Suspeito foi encontrado após uma semana de buscas; versão policial aponta que ele se recusou a largar uma pistola e direcionou a arma para os militares

Uma semana de buscas por um homem suspeito de atirar contra policiais militares em Belo Horizonte terminou em uma residência do bairro Vila Boa Esperança, em Betim. O homem, de 30 anos, foi localizado na noite de sábado (29) e morreu depois de ser baleado por militares durante a abordagem. A Polícia Militar afirma que ele estava armado e apontou uma pistola para a equipe.

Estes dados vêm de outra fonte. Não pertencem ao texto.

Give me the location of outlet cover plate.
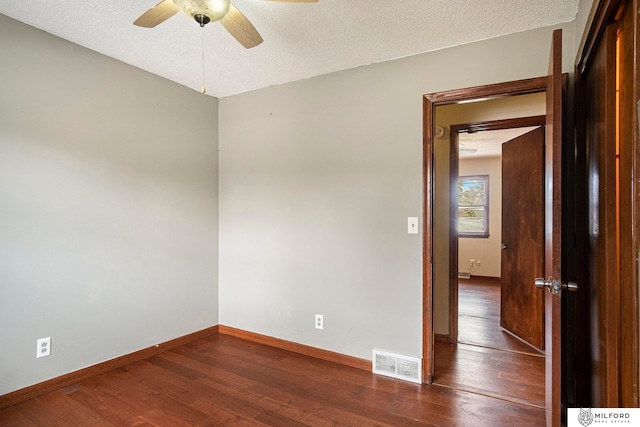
[36,337,51,359]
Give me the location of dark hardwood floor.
[0,334,544,427]
[458,279,543,355]
[434,279,545,408]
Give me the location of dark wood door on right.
[500,127,544,350]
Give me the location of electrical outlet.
[36,337,51,359]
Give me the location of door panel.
[500,127,544,350]
[585,24,620,407]
[544,30,564,426]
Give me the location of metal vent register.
[372,350,422,384]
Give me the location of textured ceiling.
[0,0,580,97]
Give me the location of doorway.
[434,114,545,408]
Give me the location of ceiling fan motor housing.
[173,0,231,26]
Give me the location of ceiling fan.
[133,0,318,49]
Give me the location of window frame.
[456,175,489,239]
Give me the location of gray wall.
[219,23,575,358]
[0,15,218,394]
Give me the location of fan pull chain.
[200,26,207,93]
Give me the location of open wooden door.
[500,127,544,350]
[535,30,565,427]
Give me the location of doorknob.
[535,276,578,295]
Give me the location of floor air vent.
[373,350,422,384]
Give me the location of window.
[458,175,489,237]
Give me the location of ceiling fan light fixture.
[173,0,231,25]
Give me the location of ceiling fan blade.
[133,0,180,28]
[220,5,262,49]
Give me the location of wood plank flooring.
[0,334,544,427]
[458,279,543,355]
[434,280,545,408]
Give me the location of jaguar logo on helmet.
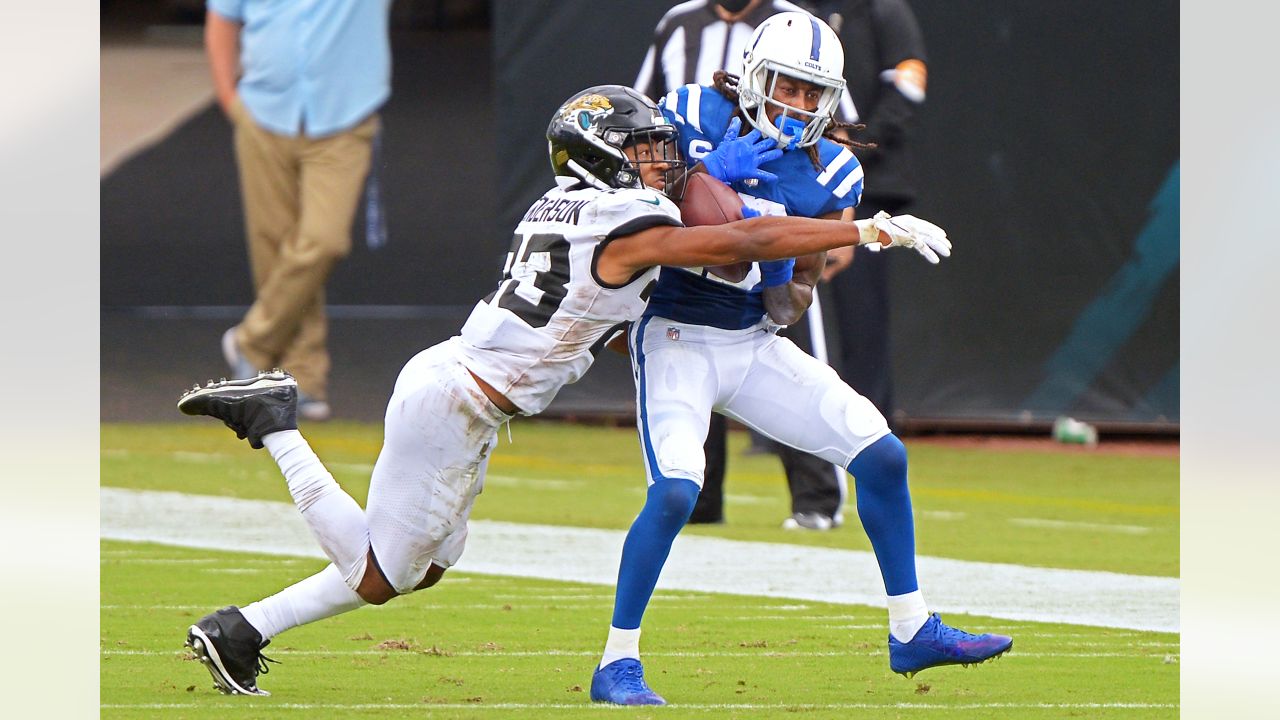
[547,85,685,199]
[561,94,613,131]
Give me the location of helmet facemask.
[604,126,686,202]
[739,67,845,150]
[737,12,845,149]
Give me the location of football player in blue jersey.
[591,13,1012,705]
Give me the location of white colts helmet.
[737,13,845,147]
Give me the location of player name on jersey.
[522,196,590,225]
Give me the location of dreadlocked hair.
[712,70,877,170]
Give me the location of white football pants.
[367,338,511,593]
[628,316,890,487]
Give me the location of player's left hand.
[859,210,951,265]
[703,118,782,184]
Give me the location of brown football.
[680,173,751,282]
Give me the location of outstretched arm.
[596,217,860,283]
[205,10,241,115]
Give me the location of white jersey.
[461,177,682,415]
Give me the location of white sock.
[888,591,929,643]
[262,430,369,589]
[600,625,640,667]
[241,565,365,639]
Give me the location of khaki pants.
[232,97,379,400]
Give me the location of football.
[680,173,751,282]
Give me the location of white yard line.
[99,698,1179,714]
[1009,518,1151,536]
[101,488,1180,633]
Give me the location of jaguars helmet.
[547,85,685,196]
[737,12,845,147]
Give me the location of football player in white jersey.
[591,12,1012,705]
[178,86,921,694]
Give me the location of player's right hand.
[855,210,951,264]
[703,118,782,184]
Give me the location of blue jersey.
[645,85,863,329]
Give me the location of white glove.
[854,210,951,264]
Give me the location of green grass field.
[101,421,1180,719]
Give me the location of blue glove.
[703,118,782,184]
[760,258,796,287]
[773,115,806,150]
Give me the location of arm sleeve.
[635,15,671,101]
[863,0,927,145]
[205,0,244,23]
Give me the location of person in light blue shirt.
[205,0,392,420]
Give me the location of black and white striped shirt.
[635,0,858,120]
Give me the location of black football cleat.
[178,370,298,448]
[187,605,275,694]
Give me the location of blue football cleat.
[591,657,667,705]
[888,612,1014,678]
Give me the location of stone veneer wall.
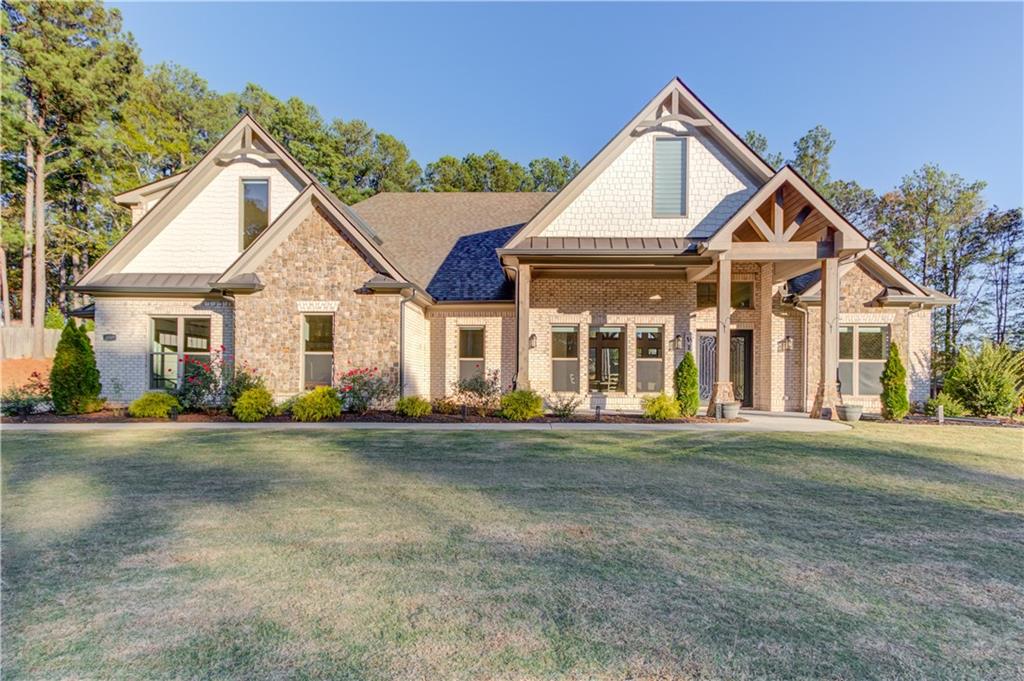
[804,265,932,413]
[236,204,400,396]
[94,294,234,401]
[541,122,758,238]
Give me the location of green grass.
[2,424,1024,679]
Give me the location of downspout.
[398,289,416,397]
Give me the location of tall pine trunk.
[22,135,36,327]
[32,146,46,359]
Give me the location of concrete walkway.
[0,412,849,433]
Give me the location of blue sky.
[114,3,1024,207]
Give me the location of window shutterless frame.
[146,314,213,390]
[650,135,690,218]
[299,314,334,390]
[239,177,270,251]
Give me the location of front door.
[697,330,754,408]
[589,327,626,392]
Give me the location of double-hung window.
[653,137,686,217]
[242,179,270,250]
[839,325,889,396]
[459,327,483,381]
[637,327,665,392]
[551,327,580,392]
[150,316,210,390]
[302,314,334,390]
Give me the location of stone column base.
[811,381,843,421]
[708,381,736,416]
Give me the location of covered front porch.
[500,169,867,418]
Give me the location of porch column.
[811,258,843,420]
[708,258,735,416]
[515,265,530,390]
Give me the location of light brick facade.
[93,297,234,401]
[236,204,401,396]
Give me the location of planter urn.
[836,405,864,423]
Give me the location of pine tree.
[675,352,700,417]
[882,343,910,421]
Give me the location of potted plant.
[836,405,864,423]
[722,401,739,419]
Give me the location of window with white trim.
[302,314,334,390]
[653,137,686,217]
[839,325,889,396]
[459,327,483,381]
[150,316,211,390]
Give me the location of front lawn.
[2,424,1024,679]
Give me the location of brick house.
[76,79,955,415]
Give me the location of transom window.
[653,137,686,217]
[459,327,483,381]
[697,282,754,309]
[551,327,580,392]
[242,179,270,249]
[150,316,210,390]
[636,327,665,392]
[302,314,334,390]
[839,325,889,395]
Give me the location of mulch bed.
[0,410,746,424]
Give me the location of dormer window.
[654,137,686,217]
[242,178,270,250]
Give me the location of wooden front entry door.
[697,330,754,408]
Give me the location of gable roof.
[508,77,775,248]
[352,191,554,301]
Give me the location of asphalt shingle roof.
[351,191,554,301]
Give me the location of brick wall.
[236,204,400,396]
[93,297,234,401]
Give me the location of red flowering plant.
[335,367,398,414]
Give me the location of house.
[76,79,954,416]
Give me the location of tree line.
[0,0,1024,372]
[0,0,580,354]
[745,125,1024,375]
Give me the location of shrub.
[925,391,967,416]
[942,341,1024,416]
[454,370,502,416]
[220,363,264,411]
[50,320,102,414]
[0,372,50,419]
[232,385,274,423]
[548,392,583,419]
[338,367,398,414]
[882,343,910,421]
[674,351,700,417]
[43,303,67,329]
[501,390,544,421]
[430,397,462,416]
[292,385,341,421]
[173,355,220,412]
[394,395,431,419]
[128,390,181,419]
[641,393,681,421]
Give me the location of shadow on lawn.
[333,433,1024,678]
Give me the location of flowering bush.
[337,367,398,414]
[0,372,50,419]
[173,354,223,412]
[453,370,502,416]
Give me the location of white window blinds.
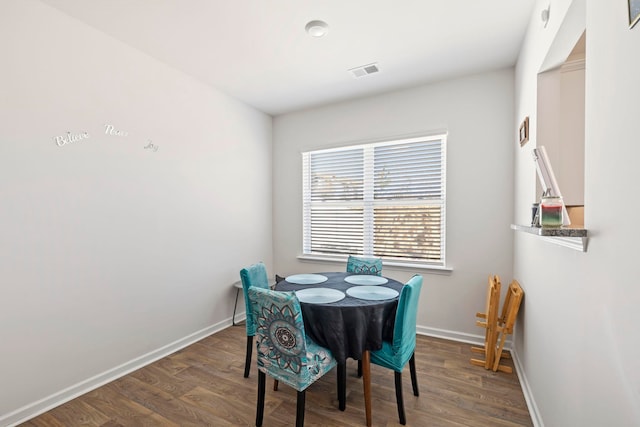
[302,135,446,266]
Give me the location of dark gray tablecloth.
[276,273,403,363]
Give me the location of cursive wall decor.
[53,123,159,153]
[104,125,129,136]
[53,132,89,147]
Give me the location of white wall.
[273,69,517,339]
[514,0,640,427]
[0,0,272,425]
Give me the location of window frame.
[298,131,451,271]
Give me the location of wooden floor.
[22,325,533,427]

O episódio que deu início às buscas ocorreu em 22 de agosto, no Morro do Papagaio, na capital mineira. Durante uma abordagem, o homem teria efetuado disparos contra policiais. Ele acabou baleado naquela ocasião, mas conseguiu deixar o local e permaneceu foragido.
Nos dias seguintes, o serviço de inteligência da PM realizou levantamentos para tentar identificar o paradeiro do suspeito. As informações reunidas indicaram que ele estaria em Betim, em um imóvel localizado na rua Guaraci Júnior. Militares do 22º Batalhão foram enviados ao endereço para realizar a abordagem.
Antes de encontrar o procurado, os policiais se depararam com dois homens no corredor da casa. Eles foram identificados como tio e amigo do suspeito, retirados do imóvel e revistados. Conforme o registro da ocorrência, nenhum objeto ilícito foi encontrado com os dois.
A equipe prosseguiu para a parte interna da residência e encontrou o homem armado. Os militares relatam que determinaram que ele largasse a pistola, mas a ordem não teria sido obedecida. Segundo a versão policial, o suspeito direcionou a arma para os agentes, que reagiram efetuando disparos.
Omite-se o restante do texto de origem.